Los viernes a la tarde, mis abuelos pasaban a buscarme a la salida de la escuela. Yo armaba el bolso. Tres pares de calzoncillos, tres pares de medias, las zapatillas viejas, una camiseta de dormir, dos o tres libros, un pantalón de jogging de repuesto, ropa para andar afuera, una muda para ir al pueblo.


Cuando era chico, y tenía siete, ocho, nueve, diez años, mi fin de semana empezaba los viernes a la tarde, en las últimas calles del pueblo, donde nacía el camino de Güero, un camino viejo, muy viejo. El viento y los años le habían ido comiendo el fondo hasta hacerlo profundo, una especie de pasadizo entre dos paredones de tierra, el cauce de una trinchera antigua, ahondada en el terreno a fuerza de ires y venires, de recorridos, de trayectos: el desgaste que producen los cuerpos.


Era una F100 con cambios al volante y yo iba sentado al medio. La camioneta se hundía en el guadal espeso y, como en un túnel sin techo, avanzaba custodiada por las dos paredes de tierra. Desde arriba, desde la superficie, caían en cascada yuyos largos y secos sobre las paredes de las cunetas.

Avanzábamos en profundidad, la bolsa de las compras entre las piernas de mi abuela: pan, carne, azúcar, fideos. Solo una rendija de los ventiletes abierta, los vidrios de las ventanillas subidos hasta arriba, para que no entrara polvillo.
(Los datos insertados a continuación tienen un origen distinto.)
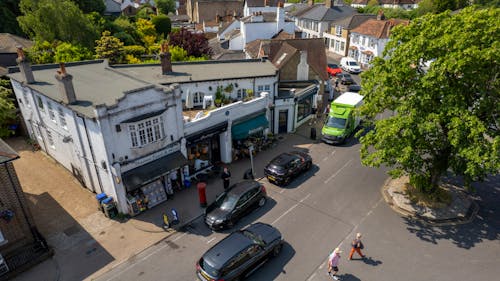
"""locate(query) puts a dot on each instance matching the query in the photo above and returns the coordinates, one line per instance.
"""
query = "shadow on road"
(485, 226)
(275, 266)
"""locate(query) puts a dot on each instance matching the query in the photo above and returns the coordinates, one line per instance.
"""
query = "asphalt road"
(323, 209)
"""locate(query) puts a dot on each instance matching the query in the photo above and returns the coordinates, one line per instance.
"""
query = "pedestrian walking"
(356, 246)
(333, 263)
(226, 176)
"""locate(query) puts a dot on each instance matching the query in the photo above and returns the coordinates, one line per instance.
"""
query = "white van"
(350, 65)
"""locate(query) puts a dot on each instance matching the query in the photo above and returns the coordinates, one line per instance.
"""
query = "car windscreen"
(208, 268)
(229, 202)
(336, 122)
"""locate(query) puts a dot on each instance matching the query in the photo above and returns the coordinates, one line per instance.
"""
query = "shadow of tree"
(485, 226)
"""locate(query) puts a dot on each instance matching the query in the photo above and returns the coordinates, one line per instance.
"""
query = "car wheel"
(277, 250)
(262, 201)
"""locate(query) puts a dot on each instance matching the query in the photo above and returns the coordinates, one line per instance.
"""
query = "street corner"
(461, 210)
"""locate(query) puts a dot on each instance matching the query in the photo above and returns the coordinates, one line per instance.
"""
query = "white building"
(368, 40)
(120, 130)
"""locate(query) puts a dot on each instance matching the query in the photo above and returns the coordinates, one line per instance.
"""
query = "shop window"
(146, 132)
(62, 119)
(52, 115)
(40, 103)
(304, 108)
(50, 139)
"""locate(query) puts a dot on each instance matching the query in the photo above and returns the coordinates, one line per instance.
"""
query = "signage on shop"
(169, 149)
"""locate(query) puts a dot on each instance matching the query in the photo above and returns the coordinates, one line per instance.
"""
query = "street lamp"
(250, 149)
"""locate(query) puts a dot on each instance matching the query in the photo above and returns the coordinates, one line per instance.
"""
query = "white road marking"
(338, 171)
(290, 209)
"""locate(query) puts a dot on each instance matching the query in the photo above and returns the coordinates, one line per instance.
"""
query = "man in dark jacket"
(226, 175)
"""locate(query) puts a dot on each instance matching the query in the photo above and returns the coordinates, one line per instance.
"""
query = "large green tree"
(439, 79)
(50, 20)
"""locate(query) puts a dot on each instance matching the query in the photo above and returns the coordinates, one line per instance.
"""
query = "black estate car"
(237, 201)
(240, 253)
(283, 168)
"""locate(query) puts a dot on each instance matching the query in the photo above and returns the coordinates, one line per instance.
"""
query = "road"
(323, 209)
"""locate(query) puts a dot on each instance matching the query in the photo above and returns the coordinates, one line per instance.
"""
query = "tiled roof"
(315, 47)
(378, 28)
(322, 13)
(9, 43)
(262, 3)
(7, 153)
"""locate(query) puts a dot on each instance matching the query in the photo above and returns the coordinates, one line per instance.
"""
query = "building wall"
(16, 232)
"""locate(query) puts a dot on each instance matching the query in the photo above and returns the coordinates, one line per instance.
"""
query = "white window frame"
(146, 131)
(50, 139)
(52, 115)
(62, 118)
En el fondo del camino, la tierra muy suelta y muy fina, movediza, casi como un talco de color gris o marrón desvaído, mucho más claro que la arena, casi del color de la tiza o del hueso seco. Y las chalas de maíz que remolineaban en la cuneta, en las épocas de mucho viento, después de la trilla.
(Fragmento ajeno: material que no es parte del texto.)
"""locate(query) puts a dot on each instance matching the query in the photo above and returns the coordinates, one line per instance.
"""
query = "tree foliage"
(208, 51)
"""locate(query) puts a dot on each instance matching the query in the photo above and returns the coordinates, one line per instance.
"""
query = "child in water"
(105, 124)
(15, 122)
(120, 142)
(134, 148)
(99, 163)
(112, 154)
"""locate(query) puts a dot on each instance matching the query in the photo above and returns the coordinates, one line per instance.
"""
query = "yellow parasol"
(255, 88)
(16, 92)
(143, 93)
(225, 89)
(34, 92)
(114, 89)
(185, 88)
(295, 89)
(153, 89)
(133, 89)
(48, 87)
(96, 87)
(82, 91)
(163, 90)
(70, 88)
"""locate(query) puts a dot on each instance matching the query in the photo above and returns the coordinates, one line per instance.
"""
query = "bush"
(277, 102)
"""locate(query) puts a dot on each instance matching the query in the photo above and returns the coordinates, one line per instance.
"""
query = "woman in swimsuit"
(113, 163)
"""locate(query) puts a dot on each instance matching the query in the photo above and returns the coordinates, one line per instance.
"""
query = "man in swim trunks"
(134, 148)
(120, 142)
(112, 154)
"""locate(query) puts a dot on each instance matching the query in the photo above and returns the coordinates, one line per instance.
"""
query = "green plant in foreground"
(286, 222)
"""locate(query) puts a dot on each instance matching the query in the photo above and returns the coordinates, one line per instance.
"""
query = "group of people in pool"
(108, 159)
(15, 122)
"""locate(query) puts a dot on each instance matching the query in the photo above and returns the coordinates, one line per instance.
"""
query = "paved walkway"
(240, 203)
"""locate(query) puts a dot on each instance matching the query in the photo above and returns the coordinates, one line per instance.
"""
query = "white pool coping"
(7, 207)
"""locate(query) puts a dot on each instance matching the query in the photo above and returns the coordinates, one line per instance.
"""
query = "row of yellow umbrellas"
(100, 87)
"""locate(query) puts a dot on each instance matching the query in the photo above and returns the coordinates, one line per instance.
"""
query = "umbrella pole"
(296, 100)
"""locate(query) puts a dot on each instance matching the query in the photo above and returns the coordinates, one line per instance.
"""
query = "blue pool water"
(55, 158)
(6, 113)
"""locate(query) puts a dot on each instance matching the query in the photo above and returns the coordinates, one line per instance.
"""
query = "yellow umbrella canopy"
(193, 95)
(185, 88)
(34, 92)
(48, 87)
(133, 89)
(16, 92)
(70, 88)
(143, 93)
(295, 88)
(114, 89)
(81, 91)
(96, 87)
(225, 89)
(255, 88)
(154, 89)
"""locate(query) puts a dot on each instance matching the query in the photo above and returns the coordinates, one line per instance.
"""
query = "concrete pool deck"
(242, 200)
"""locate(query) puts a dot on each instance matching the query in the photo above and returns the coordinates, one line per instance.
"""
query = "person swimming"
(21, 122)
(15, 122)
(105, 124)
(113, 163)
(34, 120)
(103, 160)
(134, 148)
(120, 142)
Más adelante, en una zona donde la tierra se volvía más dura, casi tosca, el camino subía hasta correr a la misma altura del alambrado. Entonces aparecía, de pronto, espectacular, la llanura: chata, lisa, los cascotes de un potrero en barbecho, las cañas de un maizal cortadas a veinte centímetros del suelo, una tropa de vacas con la cabeza baja, husmeando de cerca los granos perdidos entre la paja y la tierra.

Para entonces la luz ya se había ablandado y era de un naranja encendido. La radio sonaba bajita. A esa hora, casi siempre, un programa de tangos, en LV16, Radio Río Cuarto. En el campo de Rovetto, alzándose por sobre la línea del horizonte, tres palmeras fénix gigantes, en medio de la tierra arada, en donde alguna vez había habido una casa de ladrillos que, poco a poco, iba desapareciendo a cada viaje, como si el viento la derrumbara lentamente, en silencio.
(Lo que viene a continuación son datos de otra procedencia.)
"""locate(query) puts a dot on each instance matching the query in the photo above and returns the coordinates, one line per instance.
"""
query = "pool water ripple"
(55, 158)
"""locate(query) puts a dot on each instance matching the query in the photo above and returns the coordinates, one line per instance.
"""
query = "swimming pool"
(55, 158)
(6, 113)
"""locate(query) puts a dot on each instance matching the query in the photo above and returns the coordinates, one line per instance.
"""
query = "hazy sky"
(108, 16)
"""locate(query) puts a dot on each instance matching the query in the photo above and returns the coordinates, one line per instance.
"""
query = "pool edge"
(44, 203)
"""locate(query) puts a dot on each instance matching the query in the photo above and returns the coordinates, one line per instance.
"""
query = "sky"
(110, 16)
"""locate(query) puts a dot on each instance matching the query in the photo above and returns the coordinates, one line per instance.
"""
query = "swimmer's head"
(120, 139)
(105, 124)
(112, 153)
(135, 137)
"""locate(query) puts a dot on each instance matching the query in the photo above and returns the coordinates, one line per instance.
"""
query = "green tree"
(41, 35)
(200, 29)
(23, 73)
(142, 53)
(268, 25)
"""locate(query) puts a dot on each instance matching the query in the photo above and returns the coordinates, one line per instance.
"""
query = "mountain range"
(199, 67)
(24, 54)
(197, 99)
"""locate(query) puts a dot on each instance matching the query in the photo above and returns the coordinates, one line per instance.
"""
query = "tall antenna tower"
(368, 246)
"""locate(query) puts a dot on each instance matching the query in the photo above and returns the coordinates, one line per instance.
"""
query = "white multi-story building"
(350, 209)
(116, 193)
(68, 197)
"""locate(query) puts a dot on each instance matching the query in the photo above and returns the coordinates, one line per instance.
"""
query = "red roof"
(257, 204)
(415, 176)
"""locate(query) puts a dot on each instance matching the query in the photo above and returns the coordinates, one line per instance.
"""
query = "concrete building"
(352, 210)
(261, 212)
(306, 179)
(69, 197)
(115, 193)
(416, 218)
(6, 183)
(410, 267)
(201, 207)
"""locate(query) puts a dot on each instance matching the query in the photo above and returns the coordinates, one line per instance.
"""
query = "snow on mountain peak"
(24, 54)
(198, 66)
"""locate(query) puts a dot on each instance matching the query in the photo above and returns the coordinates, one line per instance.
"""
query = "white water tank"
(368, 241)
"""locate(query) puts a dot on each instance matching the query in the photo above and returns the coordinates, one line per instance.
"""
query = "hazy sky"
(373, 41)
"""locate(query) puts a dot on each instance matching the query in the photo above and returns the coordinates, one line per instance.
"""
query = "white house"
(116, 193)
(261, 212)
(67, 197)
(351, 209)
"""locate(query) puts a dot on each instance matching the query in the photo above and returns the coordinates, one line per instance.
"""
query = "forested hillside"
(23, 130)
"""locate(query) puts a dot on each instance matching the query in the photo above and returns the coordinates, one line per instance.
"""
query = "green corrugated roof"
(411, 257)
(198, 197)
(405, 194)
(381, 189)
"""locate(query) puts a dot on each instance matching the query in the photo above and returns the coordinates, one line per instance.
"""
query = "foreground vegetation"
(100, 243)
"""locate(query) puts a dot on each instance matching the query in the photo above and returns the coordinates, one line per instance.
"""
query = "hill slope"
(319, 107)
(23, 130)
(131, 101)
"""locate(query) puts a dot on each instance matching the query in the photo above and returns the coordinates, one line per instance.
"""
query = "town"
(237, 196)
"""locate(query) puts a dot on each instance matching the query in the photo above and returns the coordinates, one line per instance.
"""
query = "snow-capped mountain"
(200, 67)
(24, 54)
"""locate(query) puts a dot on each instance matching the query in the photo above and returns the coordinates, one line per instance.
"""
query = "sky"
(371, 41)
Al llegar al camino del ahorcado, lo alto del cielo se apagaba en un azul frío, y el abuelo encendía las luces de la camioneta. Los últimos rayos del sol teñían de naranja el chañar, a la orilla del camino, de donde se había colgado, hacía ya muchísimos años, un italiano trastornado por la guerra que se perdió una noche y creyó que las luces recién inauguradas del pueblo –lejos, apenas un resplandor blancuzco reflejándose en las nubes– eran fogonazos de cañones en un campo de batalla nuevo.


¿De qué guerra se habrá tratado? ¿Con qué guerra se habrá confundido? ¿La del 14? ¿La de Trípoli? ¿La de Etiopía?


Nadie recuerda cómo se llamaba ese italiano ni con qué guerra había confundido el reflejo de una vía blanca, de un alumbrado que no quería ser otra cosa más que progreso.

¿O es que en el pueblo era Año Nuevo y eran fuegos artificiales los que teñían la oscuridad del cielo?

Circulan varias versiones de la misma anécdota.